House of Representatives

Supplementary Order Paper

Wednesday, 28 November 2018

Psychoactive Substances (Increasing Penalty for Supply and Distribution) Amendment Bill

Proposed amendment

Greg O’Connor, in Committee, to move the following amendment:

Clause 4

Replace clause 4 (page 1, lines 10 and 11) with:

4 Section 70 amended (Offences relating to psychoactive substance that is not approved product)

In section 70(3), replace paragraph (a) with:


in the case of an individual,—


to a term of imprisonment not exceeding 8 years; and


when sentencing under subparagraph (i), the court must have particular regard to the mental capabilities and degree of responsibility of the offender, including—


the family background of the offender:


the social background of the offender:


the educational background of the offender:


the cultural background of the offender:


the intellectual capabilities of the offender:

Explanatory note

This Supplementary Order Paper replaces clause 4 of the Psychoactive Substances (Increasing Penalty for Supply and Distribution) Amendment Bill, which amends section 70 of the Psychoactive Substances Act 2013.

This addresses the issue of sentencing guidance for judges by recognising that in many cases a high penalty will not serve any useful purpose in terms of deterrence, rehabilitation, or reintegration.

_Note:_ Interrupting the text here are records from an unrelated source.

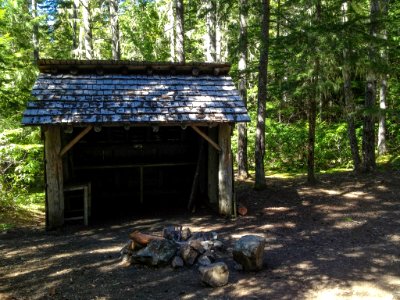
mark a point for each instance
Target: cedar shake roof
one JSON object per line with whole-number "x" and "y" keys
{"x": 121, "y": 92}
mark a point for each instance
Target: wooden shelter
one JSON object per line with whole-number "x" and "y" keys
{"x": 121, "y": 135}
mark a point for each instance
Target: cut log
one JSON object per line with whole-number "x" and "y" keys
{"x": 143, "y": 238}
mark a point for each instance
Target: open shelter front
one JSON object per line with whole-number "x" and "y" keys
{"x": 121, "y": 137}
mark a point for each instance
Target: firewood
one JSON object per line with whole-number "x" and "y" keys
{"x": 143, "y": 238}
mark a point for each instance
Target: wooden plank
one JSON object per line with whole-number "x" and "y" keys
{"x": 212, "y": 168}
{"x": 54, "y": 178}
{"x": 128, "y": 166}
{"x": 196, "y": 177}
{"x": 225, "y": 174}
{"x": 206, "y": 137}
{"x": 75, "y": 140}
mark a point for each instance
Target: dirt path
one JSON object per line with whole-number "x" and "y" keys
{"x": 337, "y": 240}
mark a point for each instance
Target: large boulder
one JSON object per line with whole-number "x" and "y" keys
{"x": 214, "y": 275}
{"x": 177, "y": 262}
{"x": 156, "y": 253}
{"x": 249, "y": 252}
{"x": 188, "y": 254}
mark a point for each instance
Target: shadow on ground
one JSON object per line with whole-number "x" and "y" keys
{"x": 338, "y": 239}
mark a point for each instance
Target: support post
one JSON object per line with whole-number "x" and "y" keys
{"x": 54, "y": 178}
{"x": 225, "y": 174}
{"x": 212, "y": 168}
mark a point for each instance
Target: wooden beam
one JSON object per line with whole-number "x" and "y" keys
{"x": 196, "y": 176}
{"x": 75, "y": 140}
{"x": 225, "y": 174}
{"x": 54, "y": 178}
{"x": 207, "y": 138}
{"x": 212, "y": 169}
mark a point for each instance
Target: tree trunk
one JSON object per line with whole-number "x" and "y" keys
{"x": 211, "y": 39}
{"x": 225, "y": 174}
{"x": 242, "y": 68}
{"x": 35, "y": 31}
{"x": 171, "y": 18}
{"x": 368, "y": 143}
{"x": 349, "y": 100}
{"x": 180, "y": 31}
{"x": 87, "y": 28}
{"x": 54, "y": 178}
{"x": 75, "y": 33}
{"x": 382, "y": 148}
{"x": 312, "y": 120}
{"x": 312, "y": 104}
{"x": 262, "y": 98}
{"x": 114, "y": 22}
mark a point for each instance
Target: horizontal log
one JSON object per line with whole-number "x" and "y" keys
{"x": 143, "y": 238}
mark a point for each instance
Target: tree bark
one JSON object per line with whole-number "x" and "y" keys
{"x": 211, "y": 38}
{"x": 262, "y": 98}
{"x": 368, "y": 142}
{"x": 171, "y": 18}
{"x": 382, "y": 147}
{"x": 54, "y": 178}
{"x": 225, "y": 175}
{"x": 114, "y": 22}
{"x": 75, "y": 36}
{"x": 312, "y": 103}
{"x": 87, "y": 29}
{"x": 35, "y": 32}
{"x": 349, "y": 99}
{"x": 180, "y": 31}
{"x": 242, "y": 160}
{"x": 312, "y": 120}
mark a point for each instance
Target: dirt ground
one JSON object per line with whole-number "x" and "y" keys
{"x": 339, "y": 239}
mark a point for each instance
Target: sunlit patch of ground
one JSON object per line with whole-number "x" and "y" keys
{"x": 356, "y": 291}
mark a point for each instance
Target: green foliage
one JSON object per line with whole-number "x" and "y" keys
{"x": 21, "y": 165}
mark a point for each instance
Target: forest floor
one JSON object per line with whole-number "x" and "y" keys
{"x": 339, "y": 239}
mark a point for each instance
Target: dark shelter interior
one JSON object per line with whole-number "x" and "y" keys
{"x": 133, "y": 170}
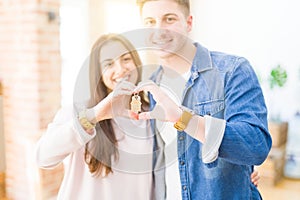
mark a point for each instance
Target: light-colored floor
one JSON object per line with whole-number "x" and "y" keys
{"x": 286, "y": 189}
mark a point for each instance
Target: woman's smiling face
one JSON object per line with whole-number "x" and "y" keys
{"x": 117, "y": 64}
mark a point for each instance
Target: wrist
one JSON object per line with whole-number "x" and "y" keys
{"x": 87, "y": 125}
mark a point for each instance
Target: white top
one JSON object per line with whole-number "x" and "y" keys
{"x": 173, "y": 85}
{"x": 132, "y": 175}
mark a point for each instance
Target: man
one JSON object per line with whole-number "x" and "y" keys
{"x": 218, "y": 108}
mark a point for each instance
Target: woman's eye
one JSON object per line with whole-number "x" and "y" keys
{"x": 170, "y": 19}
{"x": 126, "y": 59}
{"x": 149, "y": 22}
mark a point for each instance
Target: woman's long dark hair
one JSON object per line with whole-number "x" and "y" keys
{"x": 100, "y": 151}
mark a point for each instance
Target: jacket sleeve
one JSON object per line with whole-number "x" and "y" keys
{"x": 63, "y": 136}
{"x": 246, "y": 139}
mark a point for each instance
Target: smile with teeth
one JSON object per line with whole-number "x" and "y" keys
{"x": 119, "y": 79}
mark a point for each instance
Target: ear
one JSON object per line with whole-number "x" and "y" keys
{"x": 189, "y": 23}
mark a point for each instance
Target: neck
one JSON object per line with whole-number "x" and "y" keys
{"x": 181, "y": 61}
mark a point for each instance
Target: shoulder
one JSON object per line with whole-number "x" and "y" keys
{"x": 228, "y": 62}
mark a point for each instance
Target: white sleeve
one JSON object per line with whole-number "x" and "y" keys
{"x": 214, "y": 132}
{"x": 63, "y": 136}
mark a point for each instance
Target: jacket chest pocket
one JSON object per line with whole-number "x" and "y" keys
{"x": 213, "y": 108}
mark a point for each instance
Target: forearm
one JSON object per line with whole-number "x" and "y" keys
{"x": 61, "y": 138}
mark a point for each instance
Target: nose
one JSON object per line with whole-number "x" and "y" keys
{"x": 159, "y": 33}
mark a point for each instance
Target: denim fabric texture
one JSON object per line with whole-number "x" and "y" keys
{"x": 226, "y": 87}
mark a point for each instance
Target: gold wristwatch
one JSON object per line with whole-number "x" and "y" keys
{"x": 184, "y": 120}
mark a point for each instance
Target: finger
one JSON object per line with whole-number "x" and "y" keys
{"x": 129, "y": 114}
{"x": 144, "y": 86}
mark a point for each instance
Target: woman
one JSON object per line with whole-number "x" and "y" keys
{"x": 106, "y": 155}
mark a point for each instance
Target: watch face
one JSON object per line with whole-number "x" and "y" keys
{"x": 179, "y": 126}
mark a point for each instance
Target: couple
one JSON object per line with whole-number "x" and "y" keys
{"x": 218, "y": 111}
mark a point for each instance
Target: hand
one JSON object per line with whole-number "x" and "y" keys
{"x": 165, "y": 109}
{"x": 116, "y": 103}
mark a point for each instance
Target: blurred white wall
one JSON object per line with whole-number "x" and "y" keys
{"x": 265, "y": 32}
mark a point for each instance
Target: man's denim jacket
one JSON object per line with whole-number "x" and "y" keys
{"x": 226, "y": 87}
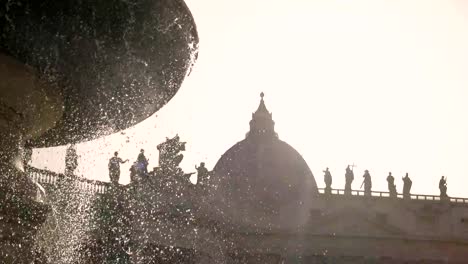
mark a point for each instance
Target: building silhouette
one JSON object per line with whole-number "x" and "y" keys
{"x": 261, "y": 204}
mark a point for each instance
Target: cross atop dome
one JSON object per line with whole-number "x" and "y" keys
{"x": 262, "y": 123}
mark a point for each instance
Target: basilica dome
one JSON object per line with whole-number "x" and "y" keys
{"x": 261, "y": 181}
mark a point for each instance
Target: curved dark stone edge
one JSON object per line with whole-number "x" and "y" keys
{"x": 76, "y": 124}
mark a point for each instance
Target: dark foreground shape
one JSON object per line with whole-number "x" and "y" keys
{"x": 113, "y": 63}
{"x": 75, "y": 70}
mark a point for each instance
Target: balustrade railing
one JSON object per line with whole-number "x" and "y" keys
{"x": 46, "y": 177}
{"x": 51, "y": 178}
{"x": 421, "y": 197}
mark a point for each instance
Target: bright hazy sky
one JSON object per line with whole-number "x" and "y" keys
{"x": 382, "y": 84}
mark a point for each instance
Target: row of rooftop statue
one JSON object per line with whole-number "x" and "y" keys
{"x": 367, "y": 183}
{"x": 169, "y": 160}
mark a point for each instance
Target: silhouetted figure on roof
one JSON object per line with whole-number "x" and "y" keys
{"x": 443, "y": 187}
{"x": 202, "y": 174}
{"x": 391, "y": 185}
{"x": 114, "y": 167}
{"x": 142, "y": 162}
{"x": 71, "y": 160}
{"x": 407, "y": 183}
{"x": 367, "y": 183}
{"x": 327, "y": 178}
{"x": 349, "y": 179}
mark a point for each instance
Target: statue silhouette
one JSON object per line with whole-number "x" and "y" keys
{"x": 443, "y": 187}
{"x": 202, "y": 174}
{"x": 328, "y": 181}
{"x": 407, "y": 183}
{"x": 349, "y": 179}
{"x": 114, "y": 167}
{"x": 391, "y": 185}
{"x": 367, "y": 183}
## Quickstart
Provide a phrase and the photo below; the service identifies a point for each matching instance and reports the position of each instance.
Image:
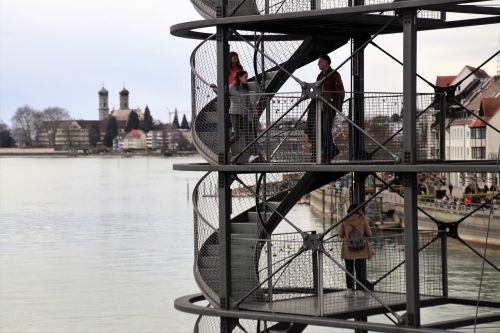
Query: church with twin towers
(120, 114)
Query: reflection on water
(106, 245)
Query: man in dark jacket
(331, 89)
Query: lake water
(101, 244)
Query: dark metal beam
(186, 29)
(185, 304)
(361, 166)
(412, 317)
(457, 323)
(467, 9)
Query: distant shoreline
(50, 152)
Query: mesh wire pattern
(292, 281)
(258, 7)
(283, 128)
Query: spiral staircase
(261, 200)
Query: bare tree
(52, 117)
(24, 124)
(6, 139)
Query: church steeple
(103, 103)
(124, 98)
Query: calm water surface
(106, 244)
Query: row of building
(79, 133)
(467, 137)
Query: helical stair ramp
(270, 60)
(253, 219)
(259, 202)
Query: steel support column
(224, 182)
(409, 16)
(357, 98)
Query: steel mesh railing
(277, 128)
(204, 74)
(293, 281)
(262, 7)
(206, 226)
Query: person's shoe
(349, 293)
(253, 158)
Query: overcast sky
(60, 52)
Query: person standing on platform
(355, 250)
(234, 67)
(241, 112)
(331, 89)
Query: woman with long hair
(241, 112)
(355, 250)
(234, 66)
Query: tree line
(27, 124)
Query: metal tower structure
(260, 271)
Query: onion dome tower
(103, 103)
(124, 98)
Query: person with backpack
(355, 250)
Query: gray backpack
(355, 241)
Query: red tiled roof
(445, 80)
(135, 133)
(477, 123)
(479, 73)
(489, 108)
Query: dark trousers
(360, 266)
(328, 149)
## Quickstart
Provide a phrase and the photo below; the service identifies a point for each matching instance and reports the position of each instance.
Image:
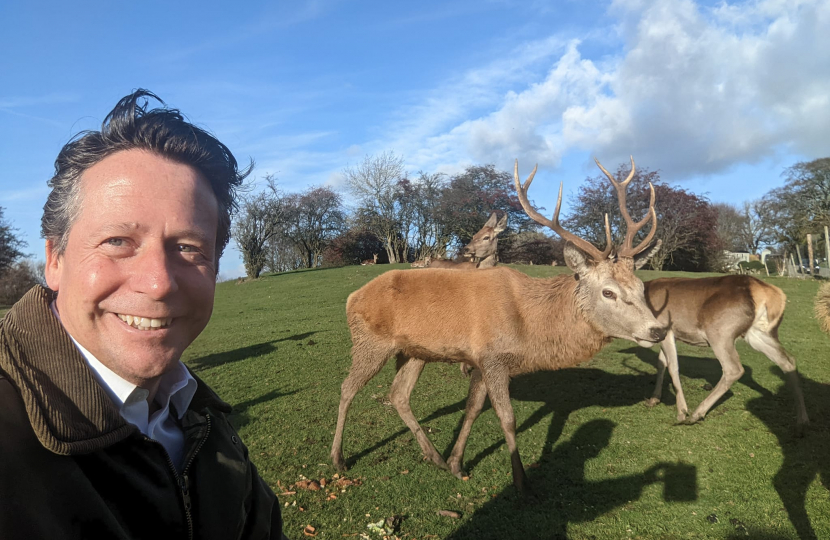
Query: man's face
(136, 281)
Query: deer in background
(367, 262)
(482, 249)
(501, 321)
(715, 312)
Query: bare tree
(374, 183)
(431, 234)
(258, 221)
(312, 219)
(730, 225)
(10, 244)
(757, 225)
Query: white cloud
(692, 91)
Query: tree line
(403, 217)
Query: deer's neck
(559, 333)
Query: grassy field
(603, 465)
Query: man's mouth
(145, 323)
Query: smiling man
(104, 433)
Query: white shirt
(175, 388)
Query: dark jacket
(71, 467)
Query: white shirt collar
(176, 387)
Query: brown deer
(715, 312)
(499, 320)
(421, 263)
(482, 249)
(368, 262)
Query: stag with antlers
(501, 321)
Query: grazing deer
(501, 321)
(421, 263)
(715, 312)
(482, 249)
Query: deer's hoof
(339, 463)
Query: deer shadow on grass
(561, 392)
(691, 368)
(805, 458)
(563, 495)
(242, 353)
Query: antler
(632, 228)
(584, 245)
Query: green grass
(603, 465)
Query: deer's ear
(643, 257)
(576, 259)
(501, 225)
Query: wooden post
(827, 245)
(810, 252)
(800, 260)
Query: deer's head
(608, 293)
(485, 242)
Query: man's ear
(576, 259)
(54, 263)
(643, 257)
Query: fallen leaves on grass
(449, 513)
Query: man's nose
(154, 274)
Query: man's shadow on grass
(805, 458)
(242, 353)
(563, 495)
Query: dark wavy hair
(131, 125)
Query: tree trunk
(810, 252)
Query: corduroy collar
(69, 411)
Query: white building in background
(733, 258)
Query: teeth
(144, 323)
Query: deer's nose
(658, 333)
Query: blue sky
(720, 97)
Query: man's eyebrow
(131, 227)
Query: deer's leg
(367, 361)
(475, 403)
(409, 369)
(769, 345)
(723, 346)
(668, 348)
(497, 380)
(658, 384)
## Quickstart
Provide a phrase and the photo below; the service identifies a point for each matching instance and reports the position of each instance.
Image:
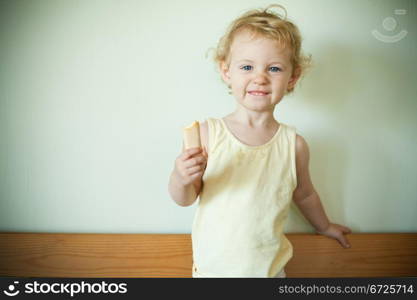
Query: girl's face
(260, 71)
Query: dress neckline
(277, 132)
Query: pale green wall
(93, 96)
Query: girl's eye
(275, 69)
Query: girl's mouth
(257, 93)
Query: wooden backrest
(170, 255)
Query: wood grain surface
(170, 255)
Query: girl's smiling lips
(258, 93)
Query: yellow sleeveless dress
(238, 226)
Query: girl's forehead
(249, 44)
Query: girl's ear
(224, 72)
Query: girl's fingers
(190, 152)
(193, 170)
(197, 160)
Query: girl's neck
(255, 120)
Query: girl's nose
(260, 78)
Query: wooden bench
(170, 255)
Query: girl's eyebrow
(248, 60)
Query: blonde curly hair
(264, 23)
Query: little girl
(250, 166)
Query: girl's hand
(337, 232)
(190, 165)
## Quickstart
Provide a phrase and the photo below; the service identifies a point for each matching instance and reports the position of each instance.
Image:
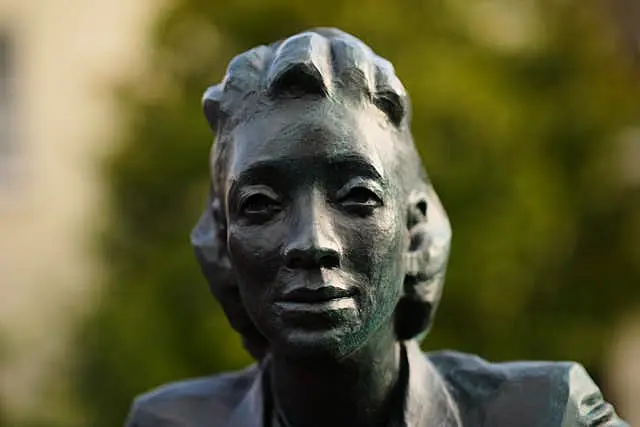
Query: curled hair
(320, 63)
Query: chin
(333, 343)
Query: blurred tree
(516, 113)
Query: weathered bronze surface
(327, 246)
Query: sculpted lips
(317, 295)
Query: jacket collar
(427, 401)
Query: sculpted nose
(313, 243)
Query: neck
(358, 390)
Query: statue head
(321, 226)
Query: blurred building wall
(58, 61)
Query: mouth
(322, 295)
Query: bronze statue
(327, 246)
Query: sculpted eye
(360, 200)
(259, 206)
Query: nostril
(297, 258)
(329, 260)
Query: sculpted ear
(425, 264)
(209, 242)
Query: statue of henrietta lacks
(326, 245)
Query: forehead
(300, 131)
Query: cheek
(253, 253)
(375, 248)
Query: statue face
(316, 224)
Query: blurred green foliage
(517, 130)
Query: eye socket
(259, 206)
(360, 200)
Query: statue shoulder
(193, 402)
(524, 393)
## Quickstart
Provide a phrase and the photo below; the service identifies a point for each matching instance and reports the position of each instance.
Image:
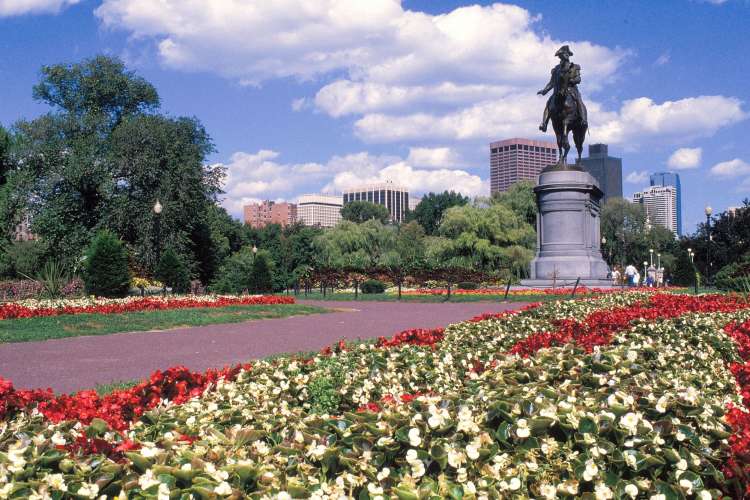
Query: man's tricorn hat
(564, 50)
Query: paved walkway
(77, 363)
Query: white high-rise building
(394, 198)
(319, 210)
(660, 205)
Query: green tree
(262, 272)
(106, 271)
(484, 239)
(98, 87)
(173, 272)
(520, 198)
(407, 254)
(429, 211)
(361, 211)
(155, 157)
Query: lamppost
(157, 223)
(708, 212)
(695, 274)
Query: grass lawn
(56, 327)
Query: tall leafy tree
(520, 198)
(361, 211)
(484, 239)
(103, 156)
(429, 211)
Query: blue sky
(308, 95)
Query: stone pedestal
(568, 230)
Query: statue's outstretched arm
(549, 85)
(576, 76)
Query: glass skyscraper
(671, 179)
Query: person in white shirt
(630, 274)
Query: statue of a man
(564, 79)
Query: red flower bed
(415, 336)
(14, 310)
(738, 465)
(119, 408)
(599, 327)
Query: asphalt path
(75, 363)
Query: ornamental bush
(234, 275)
(173, 272)
(373, 286)
(735, 276)
(245, 272)
(106, 271)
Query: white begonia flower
(147, 480)
(522, 429)
(591, 470)
(374, 489)
(414, 439)
(455, 458)
(548, 491)
(223, 489)
(163, 492)
(630, 422)
(58, 439)
(631, 490)
(603, 492)
(88, 490)
(686, 486)
(384, 473)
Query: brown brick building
(259, 215)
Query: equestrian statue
(565, 107)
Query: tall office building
(671, 179)
(513, 160)
(259, 215)
(607, 170)
(660, 205)
(319, 210)
(394, 198)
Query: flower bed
(91, 305)
(561, 291)
(619, 396)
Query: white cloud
(637, 177)
(433, 157)
(731, 168)
(261, 176)
(642, 120)
(416, 180)
(375, 41)
(470, 74)
(685, 158)
(20, 7)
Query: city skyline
(334, 108)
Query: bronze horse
(566, 118)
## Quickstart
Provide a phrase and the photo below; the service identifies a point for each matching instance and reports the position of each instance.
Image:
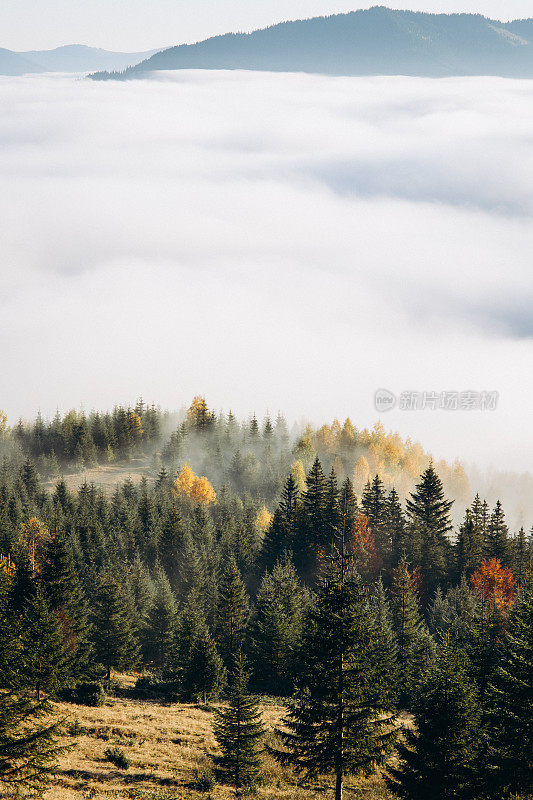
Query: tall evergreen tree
(66, 598)
(29, 744)
(510, 706)
(160, 623)
(281, 533)
(414, 643)
(338, 721)
(239, 732)
(114, 638)
(440, 758)
(276, 629)
(233, 612)
(374, 505)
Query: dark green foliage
(429, 512)
(414, 643)
(233, 613)
(439, 759)
(375, 507)
(338, 721)
(114, 640)
(239, 733)
(66, 598)
(497, 544)
(160, 624)
(28, 743)
(276, 629)
(43, 651)
(118, 757)
(510, 706)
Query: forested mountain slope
(377, 41)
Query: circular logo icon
(384, 400)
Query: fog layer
(273, 242)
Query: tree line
(353, 607)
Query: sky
(137, 25)
(274, 242)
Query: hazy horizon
(164, 23)
(272, 242)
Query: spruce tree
(440, 758)
(414, 643)
(160, 623)
(65, 596)
(386, 643)
(204, 674)
(338, 722)
(394, 522)
(429, 511)
(29, 744)
(276, 629)
(281, 533)
(510, 706)
(374, 506)
(44, 663)
(114, 638)
(239, 732)
(497, 543)
(233, 612)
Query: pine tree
(65, 596)
(276, 629)
(520, 557)
(414, 644)
(386, 644)
(497, 544)
(114, 639)
(233, 612)
(394, 522)
(198, 668)
(374, 506)
(510, 704)
(29, 744)
(429, 511)
(338, 721)
(469, 546)
(239, 732)
(281, 533)
(160, 623)
(439, 759)
(44, 663)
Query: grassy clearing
(107, 476)
(168, 747)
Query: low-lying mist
(273, 242)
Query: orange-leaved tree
(199, 490)
(35, 536)
(494, 584)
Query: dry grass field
(168, 746)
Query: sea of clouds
(288, 242)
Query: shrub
(118, 757)
(90, 694)
(204, 781)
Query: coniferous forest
(326, 570)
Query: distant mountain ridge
(69, 58)
(377, 41)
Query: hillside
(69, 58)
(371, 42)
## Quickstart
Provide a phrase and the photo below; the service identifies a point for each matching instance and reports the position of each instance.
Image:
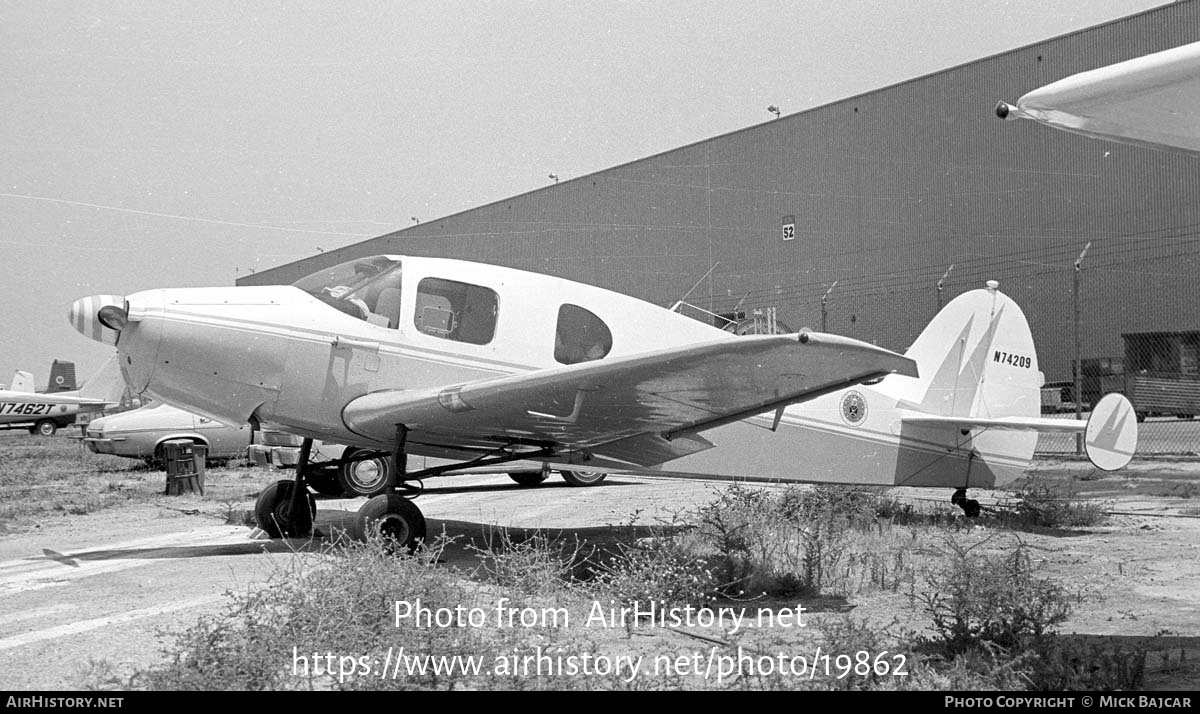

In some cases, the conduct of the offender will be heavily influenced by the fact that, due to deeply embedded predispositions, they lack judgment and a degree of self-control, and may make poor decisions. This may be due to limited mental capability and diminished responsibility of the offender due to family, social, educational, and cultural background . Accordingly, under this amendment the court will be able to reserve very high sentences for those exceedingly rare cases where it may serve some useful purpose.

The deaths and harm caused by synthetic drugs are extremely disturbing to the public, and our legislation must reflect this level of concern. However, in many cases the people supplying these substances are themselves being victimised by others higher up the supply chain. In many cases the low-level suppliers will have limited capacity, possibly being of low intelligence, mentally unwell, or having a background that makes discerning and following a correct course of conduct more difficult. Such matters need to be taken into account in sentencing.